ON Monday, May 3, 2021, I was invited to attend the 2021 World Press Freedom Day commemoration at the Freedom Statue in Lusaka.

With compelling nostalgia, I wondered down memory lane into my media advocacy days and looked back with considerable satisfaction at the evolution of media freedoms and the subsequent explosion of diversity media ownership that has emerged since 1991.

This diversity itself has birthed the inviolability of freedom of speech.

From the various speeches I heard, I was attracted to one line the guest of honour, President Edgar Lungu made to the effect that we are in an era where the journalist does not exist to harm the state and conversely does the state exist to harm the journalist.

On this great day for journalists, I made a dialectical reflection on the very idea of freedom and order.

Having worked for a considerable time on both sides: government and media industry, I have a fairly good idea about the dialectical situation of Freedom and Order.

The dichotomy of freedom and order, is that more often than not, the two ideas are mistakenly seen as mutually exclusive.

Governments emphasise order whilst Journalists focus on freedom.

Press Freedom is not a sectional special interest lobby; it is an expression of democratic values inherent in the very possibility of life itself.

Democratic principles are neither a gift nor a favour from Government but an inviolable imperative in any democratic society.

The democratic space journalists desire is to deliver public good.

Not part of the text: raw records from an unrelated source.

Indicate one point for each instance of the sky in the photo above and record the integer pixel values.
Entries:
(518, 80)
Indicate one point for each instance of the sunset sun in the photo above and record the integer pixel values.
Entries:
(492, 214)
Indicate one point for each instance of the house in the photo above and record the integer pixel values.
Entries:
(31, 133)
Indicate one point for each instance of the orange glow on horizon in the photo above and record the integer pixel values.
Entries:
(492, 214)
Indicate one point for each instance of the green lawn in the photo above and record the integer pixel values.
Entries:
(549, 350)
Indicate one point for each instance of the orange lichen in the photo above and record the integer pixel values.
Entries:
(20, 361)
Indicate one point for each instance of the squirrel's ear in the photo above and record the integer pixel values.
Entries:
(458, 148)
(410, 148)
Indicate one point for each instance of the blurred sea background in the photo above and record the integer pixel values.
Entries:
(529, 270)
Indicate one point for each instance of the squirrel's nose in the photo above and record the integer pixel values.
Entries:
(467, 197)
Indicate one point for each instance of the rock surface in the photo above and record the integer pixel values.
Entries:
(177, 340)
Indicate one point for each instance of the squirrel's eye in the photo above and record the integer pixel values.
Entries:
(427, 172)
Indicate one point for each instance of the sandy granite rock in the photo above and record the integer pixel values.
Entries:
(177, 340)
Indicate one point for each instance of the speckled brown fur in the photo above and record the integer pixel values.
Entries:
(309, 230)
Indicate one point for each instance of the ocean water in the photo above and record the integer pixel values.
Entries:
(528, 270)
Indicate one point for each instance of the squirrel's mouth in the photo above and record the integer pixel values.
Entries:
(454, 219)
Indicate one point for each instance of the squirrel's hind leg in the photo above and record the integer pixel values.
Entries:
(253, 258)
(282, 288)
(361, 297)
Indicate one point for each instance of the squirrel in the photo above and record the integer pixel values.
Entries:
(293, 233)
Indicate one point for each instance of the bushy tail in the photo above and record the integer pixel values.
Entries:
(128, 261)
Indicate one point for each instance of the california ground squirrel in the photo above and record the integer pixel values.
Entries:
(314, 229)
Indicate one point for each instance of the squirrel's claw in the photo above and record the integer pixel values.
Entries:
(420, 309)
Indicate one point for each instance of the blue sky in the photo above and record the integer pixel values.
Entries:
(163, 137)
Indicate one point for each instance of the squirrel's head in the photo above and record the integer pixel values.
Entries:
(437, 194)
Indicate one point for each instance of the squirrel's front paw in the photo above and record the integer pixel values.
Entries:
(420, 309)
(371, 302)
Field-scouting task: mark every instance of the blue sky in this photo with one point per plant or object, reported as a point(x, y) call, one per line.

The 2021 World Press Freedom Day theme was “Information for public good.”

Government’s guarantee of this democratic space is a decent obligation a democratic society reasonably expect.

But the dialectical dilemma of this situation is that both Freedom and Order are virtuous aspirations which can not been seen as mutually exclusive.

What is there is a constant struggle. And yes we must all be called to a broad-based consensus that speaks to the common aspirations of the very ideals of freedom and order.

So, where we see a struggle between freedom and order let’s SUPPLANT the word STRUGGLE with DIALOGUE.

A genuine, lasting dialogue towards the fulfillment of both order and freedom.

Dialectics teach us that where two seemingly opposing aspirations emerge, the ultimate end should always invariably be the triumph of ideas over adversity.

Freedom without order would lead to an implosion of society from within; conversely, order without freedom would fertilise a festering social explosion due to the absence of necessary safety valves.

Since Engels and Marx and Thomas Hobbes, the whole idea of freedom of expression has remained a constant central feature of human progression.

Freedom of expression or free speech, is at the centre of press freedom, and therefore necessary for the enjoyment of life itself.

Hence these freedoms are encased in the sanctity of the universal fundamental rights and freedoms guaranteeing civil liberties and human dignity as we all know it.

The operative word is “fundamental.” Something fundamental is something so essential without which it would not be possible to enjoy life.

That is the centrality of free speech towards the creation of a sustainable dialogue between order the freedom.

Happy World Press Freedom Day!

*The author is former Special Assistant to the President for Press and public relations and former News Editor for the Zambia Daily Mail Newspapers.